These are high-value because Claude can't self-report them — it doesn't know they're failures.

### When to trigger --deep

Trace analysis is cadenced, never per-session:

- **Weekly** (recommended minimum)
- **Post-incident** — investigate what actually happened
- **Pre-promotion** — verify a pattern really recurs in real sessions
- **Manual** — `/learning-aggregator --deep --since 7d`

Per-session reads would burn tokens without new signal. Cross-session patterns only emerge over multiple sessions.
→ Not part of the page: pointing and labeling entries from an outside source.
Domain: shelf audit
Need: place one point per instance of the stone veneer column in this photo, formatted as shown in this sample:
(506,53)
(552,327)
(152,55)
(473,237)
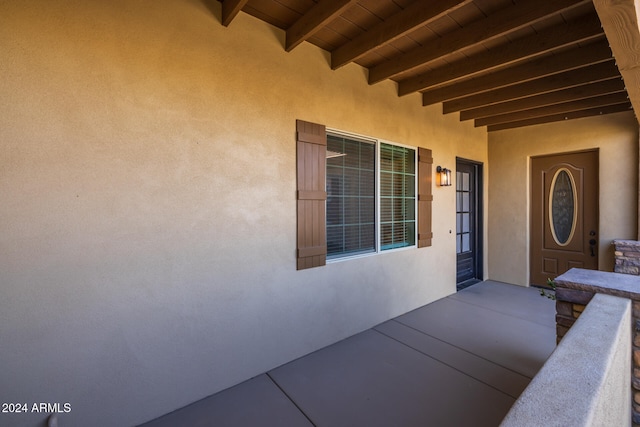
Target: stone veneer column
(627,253)
(574,290)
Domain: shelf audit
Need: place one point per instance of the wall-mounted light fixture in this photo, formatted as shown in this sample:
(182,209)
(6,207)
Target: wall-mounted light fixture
(444,176)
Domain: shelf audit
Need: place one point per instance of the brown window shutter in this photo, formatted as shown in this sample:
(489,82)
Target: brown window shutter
(312,196)
(425,197)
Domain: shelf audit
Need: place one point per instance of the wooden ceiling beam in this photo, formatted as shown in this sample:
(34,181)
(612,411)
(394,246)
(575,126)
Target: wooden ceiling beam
(549,110)
(312,21)
(620,22)
(417,14)
(230,8)
(576,58)
(500,23)
(572,94)
(562,117)
(581,76)
(582,29)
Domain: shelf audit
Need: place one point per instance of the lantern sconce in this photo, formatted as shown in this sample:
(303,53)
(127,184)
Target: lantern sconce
(444,176)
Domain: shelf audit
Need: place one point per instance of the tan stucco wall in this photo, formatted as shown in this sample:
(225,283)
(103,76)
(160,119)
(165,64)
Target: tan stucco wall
(147,179)
(510,152)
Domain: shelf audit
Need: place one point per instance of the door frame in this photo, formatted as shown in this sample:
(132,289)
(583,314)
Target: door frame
(478,241)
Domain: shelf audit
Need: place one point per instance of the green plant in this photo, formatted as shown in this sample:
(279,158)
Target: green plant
(552,284)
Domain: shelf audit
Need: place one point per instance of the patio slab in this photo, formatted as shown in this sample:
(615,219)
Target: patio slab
(373,380)
(461,360)
(511,342)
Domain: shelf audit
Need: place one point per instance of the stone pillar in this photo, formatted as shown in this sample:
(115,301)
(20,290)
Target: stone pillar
(574,290)
(627,253)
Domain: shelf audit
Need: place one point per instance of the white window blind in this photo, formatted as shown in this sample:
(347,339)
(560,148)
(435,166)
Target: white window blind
(350,185)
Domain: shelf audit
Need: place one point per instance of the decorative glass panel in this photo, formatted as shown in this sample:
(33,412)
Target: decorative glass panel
(562,207)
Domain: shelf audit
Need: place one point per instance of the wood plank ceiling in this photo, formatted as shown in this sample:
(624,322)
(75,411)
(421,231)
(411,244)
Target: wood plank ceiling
(501,63)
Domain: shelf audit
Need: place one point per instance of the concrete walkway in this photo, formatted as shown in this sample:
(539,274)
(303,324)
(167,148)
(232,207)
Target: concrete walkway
(459,361)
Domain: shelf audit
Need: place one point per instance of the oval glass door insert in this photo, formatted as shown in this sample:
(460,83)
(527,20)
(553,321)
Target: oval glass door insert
(562,207)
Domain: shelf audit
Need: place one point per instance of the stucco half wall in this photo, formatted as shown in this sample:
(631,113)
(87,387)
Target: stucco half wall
(147,179)
(510,152)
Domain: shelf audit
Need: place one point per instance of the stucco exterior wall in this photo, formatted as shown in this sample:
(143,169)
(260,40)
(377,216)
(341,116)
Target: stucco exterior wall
(147,179)
(510,152)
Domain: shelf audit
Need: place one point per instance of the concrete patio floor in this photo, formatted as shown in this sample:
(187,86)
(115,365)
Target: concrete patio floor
(459,361)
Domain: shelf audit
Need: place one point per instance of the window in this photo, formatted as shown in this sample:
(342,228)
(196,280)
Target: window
(357,195)
(351,205)
(351,196)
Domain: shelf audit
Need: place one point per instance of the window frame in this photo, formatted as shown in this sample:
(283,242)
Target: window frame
(377,196)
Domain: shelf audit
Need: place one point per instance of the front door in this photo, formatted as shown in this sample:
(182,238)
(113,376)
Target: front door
(564,214)
(468,222)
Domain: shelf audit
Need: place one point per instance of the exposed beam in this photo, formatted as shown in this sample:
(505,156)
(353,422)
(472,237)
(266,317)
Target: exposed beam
(620,22)
(502,22)
(546,66)
(230,9)
(586,75)
(575,93)
(563,117)
(580,30)
(549,110)
(418,13)
(312,21)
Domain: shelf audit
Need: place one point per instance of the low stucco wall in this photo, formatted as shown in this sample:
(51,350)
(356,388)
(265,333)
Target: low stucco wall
(587,379)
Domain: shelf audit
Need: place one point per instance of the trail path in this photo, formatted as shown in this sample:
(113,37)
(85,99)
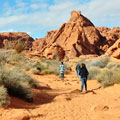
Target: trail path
(64,101)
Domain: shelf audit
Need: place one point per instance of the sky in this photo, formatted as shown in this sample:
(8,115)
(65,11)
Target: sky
(37,17)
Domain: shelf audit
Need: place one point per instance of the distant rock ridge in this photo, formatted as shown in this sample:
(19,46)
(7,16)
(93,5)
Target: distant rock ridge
(76,37)
(114,50)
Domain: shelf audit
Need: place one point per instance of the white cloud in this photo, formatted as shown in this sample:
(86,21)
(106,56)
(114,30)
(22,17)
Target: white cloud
(43,15)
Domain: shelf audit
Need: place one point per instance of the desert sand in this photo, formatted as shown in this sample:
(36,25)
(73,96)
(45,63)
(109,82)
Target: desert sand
(62,100)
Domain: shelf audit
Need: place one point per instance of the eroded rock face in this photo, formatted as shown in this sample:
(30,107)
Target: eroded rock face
(114,50)
(12,38)
(110,36)
(77,37)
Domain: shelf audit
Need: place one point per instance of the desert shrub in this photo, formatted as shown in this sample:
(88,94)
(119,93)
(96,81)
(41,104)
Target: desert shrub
(99,62)
(50,71)
(19,47)
(18,83)
(110,65)
(93,72)
(109,77)
(35,71)
(4,98)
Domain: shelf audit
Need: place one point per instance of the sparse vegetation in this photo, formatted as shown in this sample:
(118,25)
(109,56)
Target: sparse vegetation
(93,72)
(4,98)
(18,83)
(109,77)
(19,48)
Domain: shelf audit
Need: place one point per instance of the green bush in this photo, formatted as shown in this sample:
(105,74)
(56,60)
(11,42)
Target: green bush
(35,71)
(19,47)
(109,77)
(4,98)
(93,72)
(18,83)
(110,65)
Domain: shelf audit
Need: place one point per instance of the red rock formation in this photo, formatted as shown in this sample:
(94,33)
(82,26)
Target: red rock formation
(114,50)
(14,38)
(77,37)
(110,36)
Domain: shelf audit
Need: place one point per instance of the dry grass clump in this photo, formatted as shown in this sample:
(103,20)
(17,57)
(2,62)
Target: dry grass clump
(109,77)
(99,62)
(4,98)
(93,72)
(18,83)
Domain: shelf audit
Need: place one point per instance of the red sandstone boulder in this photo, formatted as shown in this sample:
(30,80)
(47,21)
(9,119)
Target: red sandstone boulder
(77,37)
(114,50)
(11,39)
(110,36)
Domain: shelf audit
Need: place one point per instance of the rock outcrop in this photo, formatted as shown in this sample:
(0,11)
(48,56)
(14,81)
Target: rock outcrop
(10,39)
(110,36)
(114,50)
(75,38)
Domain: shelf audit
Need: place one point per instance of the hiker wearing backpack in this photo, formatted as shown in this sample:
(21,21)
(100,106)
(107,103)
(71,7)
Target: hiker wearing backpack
(78,70)
(84,73)
(62,70)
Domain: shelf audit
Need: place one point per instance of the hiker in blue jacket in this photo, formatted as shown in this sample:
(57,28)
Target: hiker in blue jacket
(78,70)
(84,73)
(62,70)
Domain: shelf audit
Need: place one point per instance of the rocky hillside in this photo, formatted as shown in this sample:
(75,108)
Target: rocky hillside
(110,36)
(76,37)
(11,39)
(114,50)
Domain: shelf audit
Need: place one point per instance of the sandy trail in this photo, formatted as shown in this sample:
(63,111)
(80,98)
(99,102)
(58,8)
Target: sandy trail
(64,101)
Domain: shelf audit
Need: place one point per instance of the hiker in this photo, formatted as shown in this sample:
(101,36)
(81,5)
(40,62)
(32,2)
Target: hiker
(84,73)
(62,70)
(78,70)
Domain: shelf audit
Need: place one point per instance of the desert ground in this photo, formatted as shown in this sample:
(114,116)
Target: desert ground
(62,100)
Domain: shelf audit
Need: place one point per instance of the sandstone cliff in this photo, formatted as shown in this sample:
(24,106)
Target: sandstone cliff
(76,37)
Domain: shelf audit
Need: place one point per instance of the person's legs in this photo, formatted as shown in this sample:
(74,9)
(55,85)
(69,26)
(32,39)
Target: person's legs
(78,73)
(62,76)
(82,80)
(85,82)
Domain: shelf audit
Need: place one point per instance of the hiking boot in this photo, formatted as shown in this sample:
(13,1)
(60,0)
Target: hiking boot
(86,91)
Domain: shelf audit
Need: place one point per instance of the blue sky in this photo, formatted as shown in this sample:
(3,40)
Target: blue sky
(36,17)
### Reading traces with Entire

```bash
# Availability check
entire --version

# List checkpoints as JSON
entire rewind --list

# Read a checkpoint's transcript
entire explain --checkpoint <id> --full --no-pager

# Raw JSONL
entire explain --checkpoint <id> --raw-transcript --no-pager

# Filter by session
entire explain --session <session-id-prefix>
```

If `entire` is missing or the repo doesn't have Entire enabled, `--deep` falls back to `.learnings/`-only mode and reports the limitation.

### Trace extraction targets

For each checkpoint in the window:

1. **Tool call repetition** → `retry-loop.<tool>`
2. **User correction markers** ("no", "wrong", "actually", "instead" after agent action) → `correction.<area>`
3. **Error patterns in tool output** (same regex set as error-detector.sh) → `error.<category>`
4. **Drift signals from context-surfing exits** → `drift.<signal>`
5. **Approach changes mid-task** → `approach-switch.<domain>`
6. **Token anomalies** (>2x median for task type) → `cost.<task-type>`

Findings are normalized to the self-improvement taxonomy (`harden.input_validation`, `simplify.dead_code`, etc.) where possible.

### Merged gap report format

```yaml
promotion_ready:
  - pattern_key: "harden.input_validation"
    recurrence_count: 5
    sources:
      - .learnings/LEARNINGS.md (3 entries)
      - entire:traces (5 occurrences across 4 sessions)
    confidence: high  # in both sources
    evidence:
      - "LRN-20260401-001: Missing bounds check on pagination"
      - "entire:1ca16f9b: Retry loop on /api/search — pageSize rejected 4x"
      - "entire:8bf2e4cd: User correction 'validate before DB query'"
    entire_checkpoints:
      - 1ca16f9bb3801ee2a02f2384f31355a54b81ea00
      - 8bf2e4cd63d01040b38df07c43f73e0f15d05ac9
```

Patterns in both sources are highest confidence. Patterns only in `.learnings/` may be over-logged. Patterns only in traces may be noise. The overlap is where the signal is strongest.

### Compatibility

Default target: Entire v0.5.4+ via `entire rewind --list` and `entire explain`. The concept is source-agnostic — any tool exposing checkpoint lists and transcript reads can serve as a trace source. Custom adapters can live in `scripts/` or via gh-aw `mcp-scripts`.

## Persistence

Reads `.learnings/` from the working directory. The interactive skill does not integrate with external memory backends — `.learnings/` is the source of truth.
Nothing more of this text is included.